As we saw in Chapter 8, we have at our disposal two primary tools to analyze/characterize sparse signals: (1) the construction of the generalized-increment process by application of the discrete version of the whitening operator (localization), and (2) a wavelet analysis using operator-like basis functions. The goal shared by the two approaches is to approximately recover the innovations by numerical inversion of the signal-generation model. While the localization option appears to give the finest level of control, the wavelet option is interesting as well because of its greater robustness to modeling errors. Indeed, performing a wavelet transform (especially if it is orthogonal) is a much stabler operation than taking a discrete derivative, which tends to amplify high-frequency perturbations.

In this chapter, we take advantage of our functional framework to gain a better understanding of the true nature of the transform-domain statistics.
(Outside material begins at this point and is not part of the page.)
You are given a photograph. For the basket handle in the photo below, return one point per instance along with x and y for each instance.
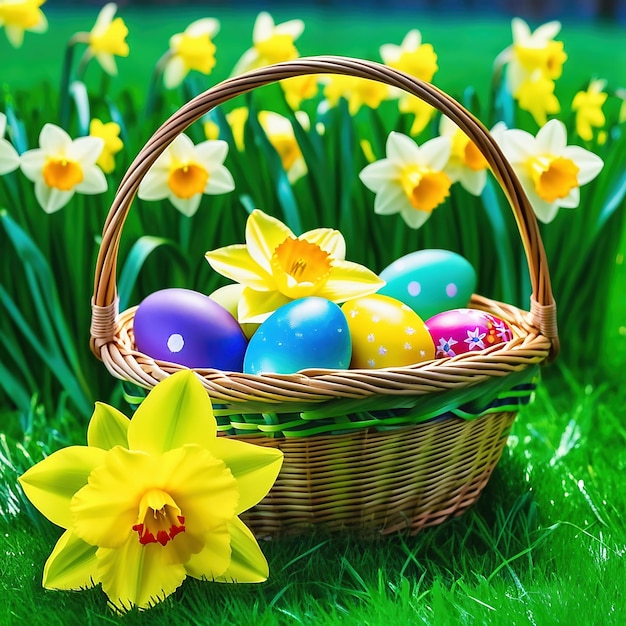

Our investigation revolves around the fact that the marginal pdfs are infinitely divisible (id) and that they can be determined explicitly via the analysis of a common white noise (innovation).We make use of this result to examine a number of relevant properties of the underlying id distributions and to show that they are, for the most part, invariant to the actual shape of the analysis window. This implies, among other things, that the qualitative effect of operator-like filtering is the same in both analysis scenarios, in the sense that the sparsity pattern of the innovation is essentially preserved.